Anesthetic and postoperative management
Premedication of acepromazine 150 mg (Vetranquil) was injected intramuscularly. Thirty minutes later, propofol (Diprivan) was injected intravenously into the left jugular vein at a concentration of 6 mg/kg. The intubation was performed with an endotracheal probe (No. 7). Ventilation was ensured with a Siemens 900C respirator (Siemens AG, Munich, Germany) by use of the following parameters: a volume of 10 mL/kg, a frequency of 24 breaths/min, and an inspired oxygen fraction of 60%. Anesthesia was maintained by inhalation of isoflurane 1% to 2%. Postoperative management of the sheep consisted of cefazolin injected intramuscularly at 1 g per day over 5 days.

Skeletal muscle explantation and myocardial injury
A 1-cm³ skeletal muscle fragment was explanted from the left posterior femoral biceps of each sheep under sterile conditions. The biopsy tissue was kept in Hanks balanced salt solution (Life Technologies, Rockville, Md) at 4°C until the cell culture was started.

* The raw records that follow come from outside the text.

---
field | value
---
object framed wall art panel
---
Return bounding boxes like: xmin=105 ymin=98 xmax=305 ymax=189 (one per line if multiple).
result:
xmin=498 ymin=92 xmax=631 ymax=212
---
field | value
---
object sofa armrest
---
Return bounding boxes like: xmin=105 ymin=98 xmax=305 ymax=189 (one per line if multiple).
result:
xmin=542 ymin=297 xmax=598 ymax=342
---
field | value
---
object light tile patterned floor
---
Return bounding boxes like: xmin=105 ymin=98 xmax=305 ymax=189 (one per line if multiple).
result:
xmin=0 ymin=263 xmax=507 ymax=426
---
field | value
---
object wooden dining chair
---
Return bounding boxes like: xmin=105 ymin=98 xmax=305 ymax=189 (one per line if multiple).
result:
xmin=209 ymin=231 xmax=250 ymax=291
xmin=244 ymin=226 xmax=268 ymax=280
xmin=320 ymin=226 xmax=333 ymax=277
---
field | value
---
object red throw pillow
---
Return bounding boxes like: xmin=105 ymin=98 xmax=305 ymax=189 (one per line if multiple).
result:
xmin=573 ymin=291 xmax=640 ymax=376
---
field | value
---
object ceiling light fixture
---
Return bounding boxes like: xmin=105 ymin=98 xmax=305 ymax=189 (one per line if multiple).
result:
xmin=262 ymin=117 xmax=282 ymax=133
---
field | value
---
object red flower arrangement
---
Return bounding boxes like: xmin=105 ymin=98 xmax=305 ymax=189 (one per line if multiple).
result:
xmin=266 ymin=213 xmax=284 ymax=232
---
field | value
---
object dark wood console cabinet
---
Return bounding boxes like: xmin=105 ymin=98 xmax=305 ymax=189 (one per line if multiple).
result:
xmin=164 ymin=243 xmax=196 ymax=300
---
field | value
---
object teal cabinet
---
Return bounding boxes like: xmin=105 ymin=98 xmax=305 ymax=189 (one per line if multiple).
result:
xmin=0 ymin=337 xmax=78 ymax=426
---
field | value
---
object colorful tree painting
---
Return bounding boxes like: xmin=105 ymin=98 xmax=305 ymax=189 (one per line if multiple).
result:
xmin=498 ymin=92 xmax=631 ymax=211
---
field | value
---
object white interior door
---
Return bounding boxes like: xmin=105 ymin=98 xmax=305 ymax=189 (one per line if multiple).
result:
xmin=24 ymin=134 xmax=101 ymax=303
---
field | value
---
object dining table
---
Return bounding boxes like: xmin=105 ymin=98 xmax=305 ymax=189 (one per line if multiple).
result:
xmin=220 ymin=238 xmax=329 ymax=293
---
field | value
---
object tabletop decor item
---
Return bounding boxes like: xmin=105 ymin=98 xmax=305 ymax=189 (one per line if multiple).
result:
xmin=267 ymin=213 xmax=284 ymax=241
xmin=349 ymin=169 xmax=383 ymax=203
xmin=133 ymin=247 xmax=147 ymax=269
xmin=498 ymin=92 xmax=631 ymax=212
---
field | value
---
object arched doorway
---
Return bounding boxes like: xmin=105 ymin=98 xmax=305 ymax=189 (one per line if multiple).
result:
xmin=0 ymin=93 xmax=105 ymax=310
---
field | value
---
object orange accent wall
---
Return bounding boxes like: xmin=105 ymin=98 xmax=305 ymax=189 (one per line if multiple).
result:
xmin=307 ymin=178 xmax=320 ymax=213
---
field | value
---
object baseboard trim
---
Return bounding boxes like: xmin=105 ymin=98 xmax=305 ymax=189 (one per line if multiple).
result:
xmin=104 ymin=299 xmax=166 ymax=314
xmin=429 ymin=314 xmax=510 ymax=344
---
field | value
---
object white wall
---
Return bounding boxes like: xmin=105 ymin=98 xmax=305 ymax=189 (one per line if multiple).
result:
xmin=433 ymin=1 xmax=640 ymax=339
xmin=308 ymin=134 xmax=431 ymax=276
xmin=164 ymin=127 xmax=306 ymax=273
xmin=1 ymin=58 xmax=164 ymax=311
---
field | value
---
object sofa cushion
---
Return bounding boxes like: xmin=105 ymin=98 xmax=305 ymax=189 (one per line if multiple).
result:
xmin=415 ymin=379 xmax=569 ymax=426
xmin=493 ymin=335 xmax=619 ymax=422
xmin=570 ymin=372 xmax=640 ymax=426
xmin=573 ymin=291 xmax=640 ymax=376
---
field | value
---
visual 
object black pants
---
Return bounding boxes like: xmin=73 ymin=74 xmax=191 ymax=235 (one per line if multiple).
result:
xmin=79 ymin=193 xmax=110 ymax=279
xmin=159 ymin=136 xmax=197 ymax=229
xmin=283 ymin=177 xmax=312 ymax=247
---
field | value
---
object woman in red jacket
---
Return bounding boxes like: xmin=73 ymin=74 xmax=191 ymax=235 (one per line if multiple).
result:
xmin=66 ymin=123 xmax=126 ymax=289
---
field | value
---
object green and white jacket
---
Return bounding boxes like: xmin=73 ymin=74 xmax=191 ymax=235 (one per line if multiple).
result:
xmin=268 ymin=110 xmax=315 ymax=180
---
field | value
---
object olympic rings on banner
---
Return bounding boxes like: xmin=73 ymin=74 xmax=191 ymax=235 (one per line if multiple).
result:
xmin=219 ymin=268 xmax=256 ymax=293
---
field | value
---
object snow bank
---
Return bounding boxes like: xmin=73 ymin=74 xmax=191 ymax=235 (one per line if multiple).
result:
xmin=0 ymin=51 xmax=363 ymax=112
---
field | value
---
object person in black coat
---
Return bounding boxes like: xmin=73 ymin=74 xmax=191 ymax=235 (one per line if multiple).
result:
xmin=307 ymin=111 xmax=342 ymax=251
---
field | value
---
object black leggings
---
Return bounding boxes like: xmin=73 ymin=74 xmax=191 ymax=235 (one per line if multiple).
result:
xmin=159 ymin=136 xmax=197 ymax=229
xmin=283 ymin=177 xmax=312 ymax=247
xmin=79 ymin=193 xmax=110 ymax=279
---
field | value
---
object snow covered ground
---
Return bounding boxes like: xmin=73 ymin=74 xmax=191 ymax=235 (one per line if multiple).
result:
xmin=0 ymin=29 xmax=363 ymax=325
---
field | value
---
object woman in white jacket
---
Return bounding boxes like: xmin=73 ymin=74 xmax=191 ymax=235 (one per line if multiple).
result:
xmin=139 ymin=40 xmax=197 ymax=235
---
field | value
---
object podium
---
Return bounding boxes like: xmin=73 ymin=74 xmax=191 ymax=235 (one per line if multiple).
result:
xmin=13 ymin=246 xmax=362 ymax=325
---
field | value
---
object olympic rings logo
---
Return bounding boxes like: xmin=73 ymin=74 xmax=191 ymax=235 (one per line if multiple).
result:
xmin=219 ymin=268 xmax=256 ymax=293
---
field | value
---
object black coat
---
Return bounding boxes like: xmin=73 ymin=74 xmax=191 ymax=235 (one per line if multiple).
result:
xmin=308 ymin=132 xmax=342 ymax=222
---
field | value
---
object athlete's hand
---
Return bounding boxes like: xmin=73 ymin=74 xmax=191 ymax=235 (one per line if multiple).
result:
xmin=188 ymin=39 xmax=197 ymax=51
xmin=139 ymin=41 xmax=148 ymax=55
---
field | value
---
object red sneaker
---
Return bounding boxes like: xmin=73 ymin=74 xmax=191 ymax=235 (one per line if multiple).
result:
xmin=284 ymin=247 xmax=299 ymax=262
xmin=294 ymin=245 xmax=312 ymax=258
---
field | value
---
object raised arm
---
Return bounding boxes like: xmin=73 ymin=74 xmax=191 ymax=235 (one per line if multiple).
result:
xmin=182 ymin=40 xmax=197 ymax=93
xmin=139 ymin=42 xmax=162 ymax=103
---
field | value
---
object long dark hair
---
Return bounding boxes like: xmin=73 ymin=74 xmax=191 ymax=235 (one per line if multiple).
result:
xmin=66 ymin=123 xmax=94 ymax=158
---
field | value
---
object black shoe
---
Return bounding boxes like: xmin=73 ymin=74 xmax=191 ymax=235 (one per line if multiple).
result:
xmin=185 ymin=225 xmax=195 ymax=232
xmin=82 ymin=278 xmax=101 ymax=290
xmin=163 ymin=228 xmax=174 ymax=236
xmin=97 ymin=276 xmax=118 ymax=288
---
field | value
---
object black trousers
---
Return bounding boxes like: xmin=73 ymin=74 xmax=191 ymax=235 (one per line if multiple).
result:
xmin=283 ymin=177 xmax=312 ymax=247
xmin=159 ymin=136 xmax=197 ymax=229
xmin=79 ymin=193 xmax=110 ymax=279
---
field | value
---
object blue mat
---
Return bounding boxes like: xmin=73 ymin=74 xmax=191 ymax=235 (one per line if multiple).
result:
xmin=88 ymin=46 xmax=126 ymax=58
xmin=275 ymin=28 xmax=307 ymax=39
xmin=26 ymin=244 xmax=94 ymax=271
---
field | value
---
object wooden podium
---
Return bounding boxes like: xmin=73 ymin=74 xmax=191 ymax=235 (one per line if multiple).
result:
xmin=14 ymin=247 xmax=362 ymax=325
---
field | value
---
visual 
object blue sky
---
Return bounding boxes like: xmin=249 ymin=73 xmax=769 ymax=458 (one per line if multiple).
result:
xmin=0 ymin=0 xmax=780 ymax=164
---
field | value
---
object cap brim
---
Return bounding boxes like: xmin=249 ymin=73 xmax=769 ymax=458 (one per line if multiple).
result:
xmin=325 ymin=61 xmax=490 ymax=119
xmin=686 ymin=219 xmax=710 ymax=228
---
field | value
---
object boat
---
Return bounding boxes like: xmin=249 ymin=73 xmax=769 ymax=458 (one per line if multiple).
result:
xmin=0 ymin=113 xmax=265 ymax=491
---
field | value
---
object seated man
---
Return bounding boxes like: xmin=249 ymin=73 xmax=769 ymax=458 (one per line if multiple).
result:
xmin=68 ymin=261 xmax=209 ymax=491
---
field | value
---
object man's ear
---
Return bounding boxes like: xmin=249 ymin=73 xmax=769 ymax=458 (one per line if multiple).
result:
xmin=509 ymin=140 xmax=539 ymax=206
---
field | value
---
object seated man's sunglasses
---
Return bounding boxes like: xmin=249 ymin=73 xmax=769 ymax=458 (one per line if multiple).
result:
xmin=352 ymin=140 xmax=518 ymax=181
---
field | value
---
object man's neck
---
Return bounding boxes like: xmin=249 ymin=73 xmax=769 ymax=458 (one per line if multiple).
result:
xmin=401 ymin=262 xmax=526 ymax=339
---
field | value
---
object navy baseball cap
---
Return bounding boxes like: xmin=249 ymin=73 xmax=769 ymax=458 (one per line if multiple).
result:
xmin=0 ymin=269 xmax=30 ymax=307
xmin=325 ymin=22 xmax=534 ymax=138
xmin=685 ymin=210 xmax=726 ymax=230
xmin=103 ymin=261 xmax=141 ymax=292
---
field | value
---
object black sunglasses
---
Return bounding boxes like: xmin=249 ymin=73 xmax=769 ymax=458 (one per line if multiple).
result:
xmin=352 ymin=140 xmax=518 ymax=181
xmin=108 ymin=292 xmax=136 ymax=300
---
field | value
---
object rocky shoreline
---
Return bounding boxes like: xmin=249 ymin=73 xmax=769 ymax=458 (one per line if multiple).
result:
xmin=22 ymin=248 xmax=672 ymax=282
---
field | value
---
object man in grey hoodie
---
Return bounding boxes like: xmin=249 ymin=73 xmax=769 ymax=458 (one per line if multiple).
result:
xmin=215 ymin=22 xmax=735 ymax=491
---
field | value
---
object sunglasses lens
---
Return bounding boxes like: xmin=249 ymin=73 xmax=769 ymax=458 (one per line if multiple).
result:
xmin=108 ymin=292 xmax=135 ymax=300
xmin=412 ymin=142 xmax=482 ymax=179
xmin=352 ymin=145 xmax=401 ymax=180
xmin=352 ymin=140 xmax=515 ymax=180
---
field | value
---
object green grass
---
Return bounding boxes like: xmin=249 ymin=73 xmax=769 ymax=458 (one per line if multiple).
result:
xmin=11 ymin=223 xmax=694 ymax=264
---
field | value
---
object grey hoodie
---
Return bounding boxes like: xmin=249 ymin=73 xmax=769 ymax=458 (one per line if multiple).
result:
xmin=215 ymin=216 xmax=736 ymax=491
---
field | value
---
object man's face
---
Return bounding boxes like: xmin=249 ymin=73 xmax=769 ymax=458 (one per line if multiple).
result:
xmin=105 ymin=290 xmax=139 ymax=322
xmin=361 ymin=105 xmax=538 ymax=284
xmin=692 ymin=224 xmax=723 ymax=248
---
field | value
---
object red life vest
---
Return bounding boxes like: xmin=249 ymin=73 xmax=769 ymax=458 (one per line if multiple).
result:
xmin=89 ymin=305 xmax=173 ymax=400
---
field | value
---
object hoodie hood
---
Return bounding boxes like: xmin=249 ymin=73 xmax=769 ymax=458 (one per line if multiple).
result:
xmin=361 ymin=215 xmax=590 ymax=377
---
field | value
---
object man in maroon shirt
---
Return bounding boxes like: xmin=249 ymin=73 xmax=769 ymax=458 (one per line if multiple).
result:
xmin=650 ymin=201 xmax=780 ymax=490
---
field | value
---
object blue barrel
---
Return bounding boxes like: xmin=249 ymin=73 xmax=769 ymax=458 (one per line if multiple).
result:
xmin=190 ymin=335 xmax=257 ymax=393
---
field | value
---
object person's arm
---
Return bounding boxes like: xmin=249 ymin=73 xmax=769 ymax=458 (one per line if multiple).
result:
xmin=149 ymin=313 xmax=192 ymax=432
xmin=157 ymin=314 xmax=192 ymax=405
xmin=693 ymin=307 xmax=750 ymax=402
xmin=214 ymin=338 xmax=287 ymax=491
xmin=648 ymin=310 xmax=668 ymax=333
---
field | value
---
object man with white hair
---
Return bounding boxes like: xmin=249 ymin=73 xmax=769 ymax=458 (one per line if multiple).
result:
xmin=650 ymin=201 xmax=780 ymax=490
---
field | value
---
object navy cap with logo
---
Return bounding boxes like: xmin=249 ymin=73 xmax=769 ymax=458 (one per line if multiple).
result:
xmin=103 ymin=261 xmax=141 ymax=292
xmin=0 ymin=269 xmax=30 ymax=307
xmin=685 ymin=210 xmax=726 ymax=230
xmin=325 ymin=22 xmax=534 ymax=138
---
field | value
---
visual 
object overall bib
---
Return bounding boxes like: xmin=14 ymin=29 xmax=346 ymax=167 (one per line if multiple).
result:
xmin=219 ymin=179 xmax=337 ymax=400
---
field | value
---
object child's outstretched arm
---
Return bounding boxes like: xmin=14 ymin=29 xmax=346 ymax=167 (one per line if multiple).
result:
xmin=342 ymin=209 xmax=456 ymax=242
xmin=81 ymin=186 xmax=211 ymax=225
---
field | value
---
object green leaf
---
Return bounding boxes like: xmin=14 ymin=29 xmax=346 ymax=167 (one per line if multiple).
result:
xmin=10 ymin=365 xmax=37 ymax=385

Via a left thoracotomy, the ligation of the distal homonymous (equivalent to human left anterior descending) and second diagonal coronary arteries produced a constant transmural infarct.^22,23 To reduce the risk of ventricular fibrillation, lidocaine 1% (2 mg · kg^–1 · h^–1) was administered IV during the entire surgical procedure. Thereafter, a drain was placed in the pleural cavity, and the thoracic wall was closed. The drain was removed as soon as the sheep started spontaneous respiration.

The severity of the myocardial injury was expressed in cardiac troponin IC serum levels and was measured 48 hours after infarction. The quantitative determination was assessed with a cardiac troponin IC fluorometric enzyme immunoassay (Stratus; Dade Behring, Deerfield, Ill).

Satellite cell isolation and culture
Skeletal myoblasts obtained from autologous muscle biopsy samples were isolated, purified, and cultured as previously described.¹² In brief, the cells were cultured for 3 weeks in Ham's F12 medium containing 20% fetal calf serum (FCS) and 1% penicillin/streptomycin. To reduce the number of fibroblasts and achieve a pure myoblast culture, a preplating step was applied on the first passage. The preplating technique was based on the quicker attachment of fibroblasts compared with satellite cells. At 3 weeks, the cultured myoblasts were detached from the cell culture dish with 0.25% trypsin-ethylenediaminetetraacetic acid. After centrifugation at 300g for 5 minutes, 70 million cells were resuspended in 1 mL of culture medium and used for each transplantation.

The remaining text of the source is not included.